障害福祉サービスの基盤を整備するため、社会福祉法人等が実施する共同生活介護・共同生活援助事業所の整備を支援します。
長期化する円高や海外経済の減速等による景気への影響が懸念されます。
このため、年末年始の資金対策として、新たな資金需要や既往資金の借換需要にも対応できるよう、中小企業制度融資の目標額を200億円引き上げます。
第6は、大型太陽光発電施設整備事業の早期着手です。
三田カルチャータウン地区及び網干沖地区で実施する大型太陽光発電施設の整備に早期着手するため、事業者との契約等に必要となる債務負担行為を設定します。
以上、歳出予算等について説明しましたが、その予算規模は、
一般会計で、125億4千6百万円の増額、
特別会計で、2億3千万円の増額です。
以上で、提出議案の説明を終わります。
議員の皆様におかれましては、よろしくご審議のうえ、適切なご議決をいただきますようお願いします。
なお、青野運動公苑県有地信託事業の民事調停における神戸簡易裁判所の決定に対して、今議会開会日に、異議を申し立てず受け入れる旨のご議決をいただきました。
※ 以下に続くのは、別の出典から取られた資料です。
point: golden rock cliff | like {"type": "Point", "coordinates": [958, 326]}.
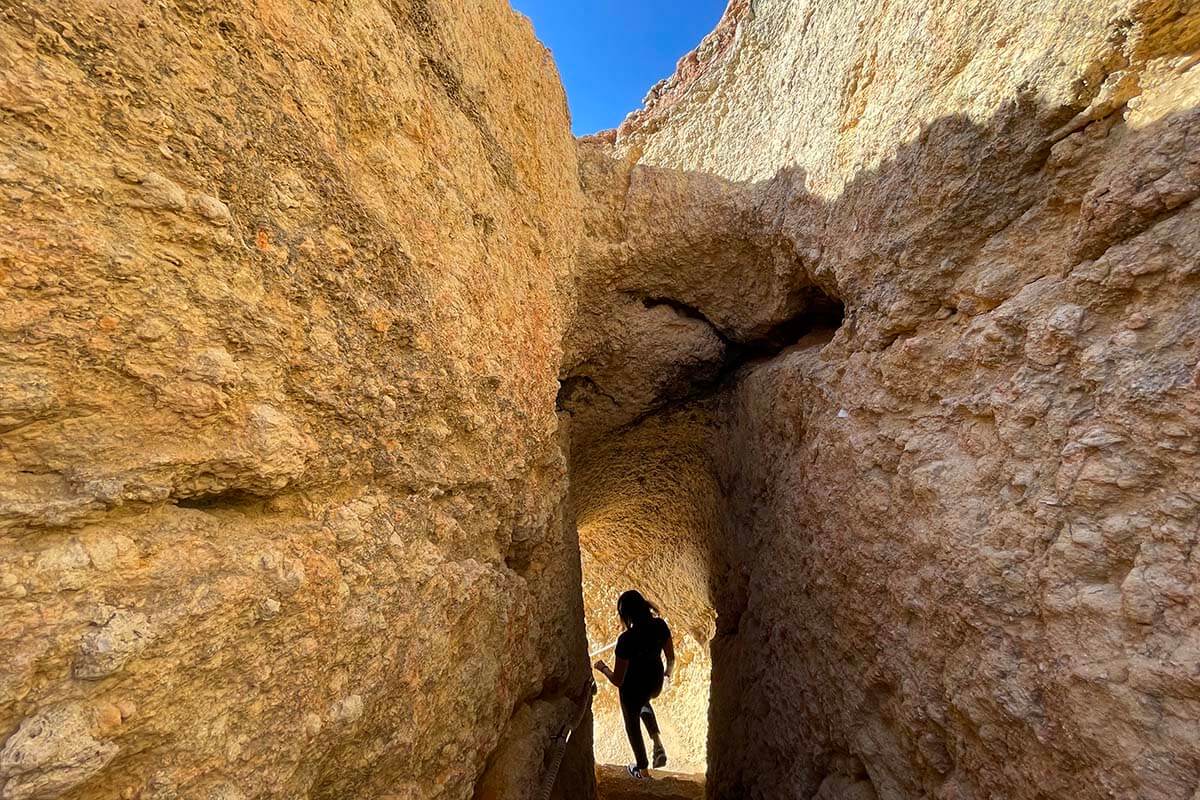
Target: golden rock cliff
{"type": "Point", "coordinates": [282, 289]}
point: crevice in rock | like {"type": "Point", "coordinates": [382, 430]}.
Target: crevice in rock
{"type": "Point", "coordinates": [822, 313]}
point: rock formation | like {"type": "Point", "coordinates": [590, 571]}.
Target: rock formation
{"type": "Point", "coordinates": [282, 290]}
{"type": "Point", "coordinates": [870, 349]}
{"type": "Point", "coordinates": [953, 537]}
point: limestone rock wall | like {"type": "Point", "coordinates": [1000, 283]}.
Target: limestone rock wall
{"type": "Point", "coordinates": [282, 289]}
{"type": "Point", "coordinates": [959, 547]}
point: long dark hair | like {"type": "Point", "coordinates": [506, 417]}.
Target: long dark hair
{"type": "Point", "coordinates": [634, 609]}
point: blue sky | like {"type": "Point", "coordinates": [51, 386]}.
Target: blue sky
{"type": "Point", "coordinates": [611, 52]}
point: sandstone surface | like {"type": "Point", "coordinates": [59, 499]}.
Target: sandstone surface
{"type": "Point", "coordinates": [282, 290]}
{"type": "Point", "coordinates": [952, 543]}
{"type": "Point", "coordinates": [339, 386]}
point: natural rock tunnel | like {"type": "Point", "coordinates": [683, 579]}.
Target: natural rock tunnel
{"type": "Point", "coordinates": [341, 391]}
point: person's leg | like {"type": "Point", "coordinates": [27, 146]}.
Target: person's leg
{"type": "Point", "coordinates": [630, 709]}
{"type": "Point", "coordinates": [652, 726]}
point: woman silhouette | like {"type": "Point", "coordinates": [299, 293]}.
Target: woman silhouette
{"type": "Point", "coordinates": [639, 674]}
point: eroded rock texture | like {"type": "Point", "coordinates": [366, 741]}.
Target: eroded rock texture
{"type": "Point", "coordinates": [955, 554]}
{"type": "Point", "coordinates": [282, 289]}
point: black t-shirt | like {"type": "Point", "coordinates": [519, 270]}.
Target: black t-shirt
{"type": "Point", "coordinates": [642, 647]}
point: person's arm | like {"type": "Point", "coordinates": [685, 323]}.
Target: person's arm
{"type": "Point", "coordinates": [616, 677]}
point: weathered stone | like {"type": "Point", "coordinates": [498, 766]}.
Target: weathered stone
{"type": "Point", "coordinates": [270, 262]}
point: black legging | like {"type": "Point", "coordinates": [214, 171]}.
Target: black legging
{"type": "Point", "coordinates": [635, 708]}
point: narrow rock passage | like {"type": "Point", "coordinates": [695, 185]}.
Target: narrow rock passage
{"type": "Point", "coordinates": [615, 783]}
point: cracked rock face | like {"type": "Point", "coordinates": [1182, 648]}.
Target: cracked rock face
{"type": "Point", "coordinates": [282, 289]}
{"type": "Point", "coordinates": [875, 341]}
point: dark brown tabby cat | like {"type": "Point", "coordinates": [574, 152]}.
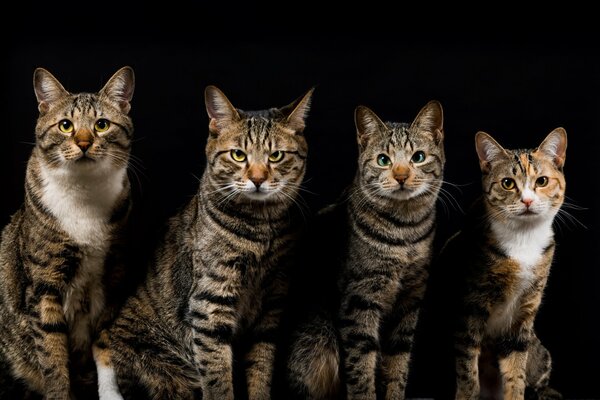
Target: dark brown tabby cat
{"type": "Point", "coordinates": [53, 256]}
{"type": "Point", "coordinates": [386, 230]}
{"type": "Point", "coordinates": [502, 259]}
{"type": "Point", "coordinates": [219, 278]}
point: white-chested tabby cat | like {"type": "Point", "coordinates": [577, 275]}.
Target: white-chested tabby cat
{"type": "Point", "coordinates": [502, 259]}
{"type": "Point", "coordinates": [53, 256]}
{"type": "Point", "coordinates": [387, 228]}
{"type": "Point", "coordinates": [219, 278]}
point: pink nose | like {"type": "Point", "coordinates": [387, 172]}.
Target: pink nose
{"type": "Point", "coordinates": [527, 202]}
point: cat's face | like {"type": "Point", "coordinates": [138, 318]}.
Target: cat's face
{"type": "Point", "coordinates": [398, 160]}
{"type": "Point", "coordinates": [85, 132]}
{"type": "Point", "coordinates": [256, 156]}
{"type": "Point", "coordinates": [523, 185]}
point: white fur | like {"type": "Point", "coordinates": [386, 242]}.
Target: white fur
{"type": "Point", "coordinates": [107, 383]}
{"type": "Point", "coordinates": [82, 198]}
{"type": "Point", "coordinates": [523, 241]}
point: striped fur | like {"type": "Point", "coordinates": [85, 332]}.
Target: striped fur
{"type": "Point", "coordinates": [502, 260]}
{"type": "Point", "coordinates": [219, 278]}
{"type": "Point", "coordinates": [388, 225]}
{"type": "Point", "coordinates": [54, 273]}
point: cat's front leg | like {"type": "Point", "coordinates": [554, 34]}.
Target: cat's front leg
{"type": "Point", "coordinates": [261, 357]}
{"type": "Point", "coordinates": [213, 318]}
{"type": "Point", "coordinates": [50, 327]}
{"type": "Point", "coordinates": [467, 346]}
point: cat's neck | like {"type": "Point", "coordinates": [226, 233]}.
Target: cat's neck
{"type": "Point", "coordinates": [82, 199]}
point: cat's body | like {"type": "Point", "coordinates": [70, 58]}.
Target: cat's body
{"type": "Point", "coordinates": [219, 278]}
{"type": "Point", "coordinates": [59, 251]}
{"type": "Point", "coordinates": [362, 339]}
{"type": "Point", "coordinates": [500, 262]}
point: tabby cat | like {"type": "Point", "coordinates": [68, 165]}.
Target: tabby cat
{"type": "Point", "coordinates": [502, 259]}
{"type": "Point", "coordinates": [54, 273]}
{"type": "Point", "coordinates": [219, 278]}
{"type": "Point", "coordinates": [386, 228]}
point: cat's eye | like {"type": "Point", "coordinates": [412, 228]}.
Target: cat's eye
{"type": "Point", "coordinates": [101, 125]}
{"type": "Point", "coordinates": [418, 157]}
{"type": "Point", "coordinates": [276, 156]}
{"type": "Point", "coordinates": [65, 126]}
{"type": "Point", "coordinates": [238, 155]}
{"type": "Point", "coordinates": [508, 183]}
{"type": "Point", "coordinates": [383, 160]}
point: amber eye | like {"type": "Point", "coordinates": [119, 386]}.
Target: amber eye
{"type": "Point", "coordinates": [418, 157]}
{"type": "Point", "coordinates": [541, 181]}
{"type": "Point", "coordinates": [276, 156]}
{"type": "Point", "coordinates": [383, 160]}
{"type": "Point", "coordinates": [238, 155]}
{"type": "Point", "coordinates": [508, 183]}
{"type": "Point", "coordinates": [101, 125]}
{"type": "Point", "coordinates": [65, 126]}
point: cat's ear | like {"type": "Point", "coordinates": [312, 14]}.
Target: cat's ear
{"type": "Point", "coordinates": [431, 119]}
{"type": "Point", "coordinates": [297, 111]}
{"type": "Point", "coordinates": [220, 110]}
{"type": "Point", "coordinates": [47, 89]}
{"type": "Point", "coordinates": [119, 88]}
{"type": "Point", "coordinates": [488, 150]}
{"type": "Point", "coordinates": [555, 146]}
{"type": "Point", "coordinates": [367, 124]}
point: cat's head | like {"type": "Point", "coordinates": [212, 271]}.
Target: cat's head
{"type": "Point", "coordinates": [86, 132]}
{"type": "Point", "coordinates": [523, 185]}
{"type": "Point", "coordinates": [399, 160]}
{"type": "Point", "coordinates": [258, 155]}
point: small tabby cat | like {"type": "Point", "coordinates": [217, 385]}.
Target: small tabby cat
{"type": "Point", "coordinates": [502, 259]}
{"type": "Point", "coordinates": [219, 278]}
{"type": "Point", "coordinates": [54, 273]}
{"type": "Point", "coordinates": [385, 229]}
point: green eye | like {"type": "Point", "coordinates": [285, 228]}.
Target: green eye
{"type": "Point", "coordinates": [383, 160]}
{"type": "Point", "coordinates": [65, 126]}
{"type": "Point", "coordinates": [508, 183]}
{"type": "Point", "coordinates": [418, 157]}
{"type": "Point", "coordinates": [541, 181]}
{"type": "Point", "coordinates": [276, 156]}
{"type": "Point", "coordinates": [102, 125]}
{"type": "Point", "coordinates": [238, 155]}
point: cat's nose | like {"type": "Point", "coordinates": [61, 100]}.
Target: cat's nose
{"type": "Point", "coordinates": [84, 139]}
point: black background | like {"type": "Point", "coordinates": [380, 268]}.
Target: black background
{"type": "Point", "coordinates": [515, 87]}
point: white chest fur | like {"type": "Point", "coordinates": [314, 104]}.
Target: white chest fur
{"type": "Point", "coordinates": [83, 204]}
{"type": "Point", "coordinates": [525, 245]}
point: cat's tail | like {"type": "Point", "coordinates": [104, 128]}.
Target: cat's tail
{"type": "Point", "coordinates": [314, 361]}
残念ながら、裁判所から信託銀行が異議を申し立てた旨の通知を昨日、受領しました。
今回の裁判所による決定は、本事案のこれまでの経過を十分聴取・勘案した上で、当事者双方の衡平を考慮し、出されたものです。それにもかかわらず、信託事業の受託者である信託銀行が、このような裁判所の意図や県民の代表たる県議会の総意を汲み取っていただけなかったことは、はなはだ残念であると言わざるを得ません。
今後は、信託事業終了に向けた協議の中で、信託銀行に対し、事業の経営改善や最終債務の負担などについて、信託契約に基づき、受託者として責任ある対応を強く求めていきます。
議員の皆様のご理解とご協力に感謝申します。